The office said that a group called a traitor, also known as The Lazarus Group, was behind theft.

He said that they “proceeded quickly and transformed some of the assets stolen into Bitcoin and other virtual assets dispersed on thousands of addresses on multiple blockchain.”

“These assets are expected to be washed further and, finally, converted to Fiat currency,” added FBI.

The Lazarus group has gained notoriety a decade ago, when he was accused of hacked in Sony Pictures as revenge for “The Interview”, a film that mocked the North -Corean leader Kim Jong Un.

It was also assumed that it was behind Ethereum and USD coin of $ 620 million in the Ronin network of 2022, previously the largest crypto theft.

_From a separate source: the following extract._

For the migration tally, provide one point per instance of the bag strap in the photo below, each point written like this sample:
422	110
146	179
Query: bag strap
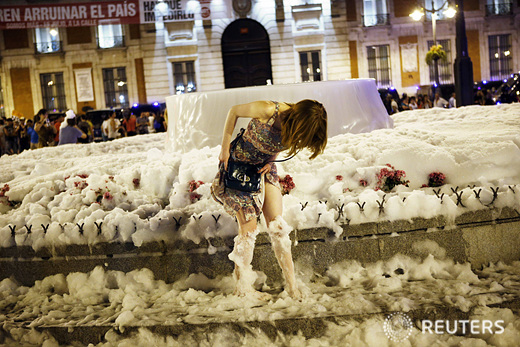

And in December, the United States and Japan blamed Cryptocurrency to over $ 300 million since the exchange of DMM Bitcoin, based in Japan.

The Cyber-Warfare program in North Korea dates at least in the mid-1990s, and the country was nicknamed “the most prolific Cyber-Thro-Thief by a cybersecurity company.

Pyongyang’s program has grown at a 6,000 -year -old cyber war unit, known as office 121, operating from several countries, according to a US military report in 2020.

A United Nations Group on North Korean sanction evasion estimated that the nation stole over $ 3 billion in cryptocurrency from 2017.

Much of the hacking activity is directed by Pyongyang’s General Recognition Office, its main foreign information agency.

The stolen money helps to finance the country’s nuclear weapons program, the group said.

(Except for the title, this story was not edited by FIRSTPOST staff.)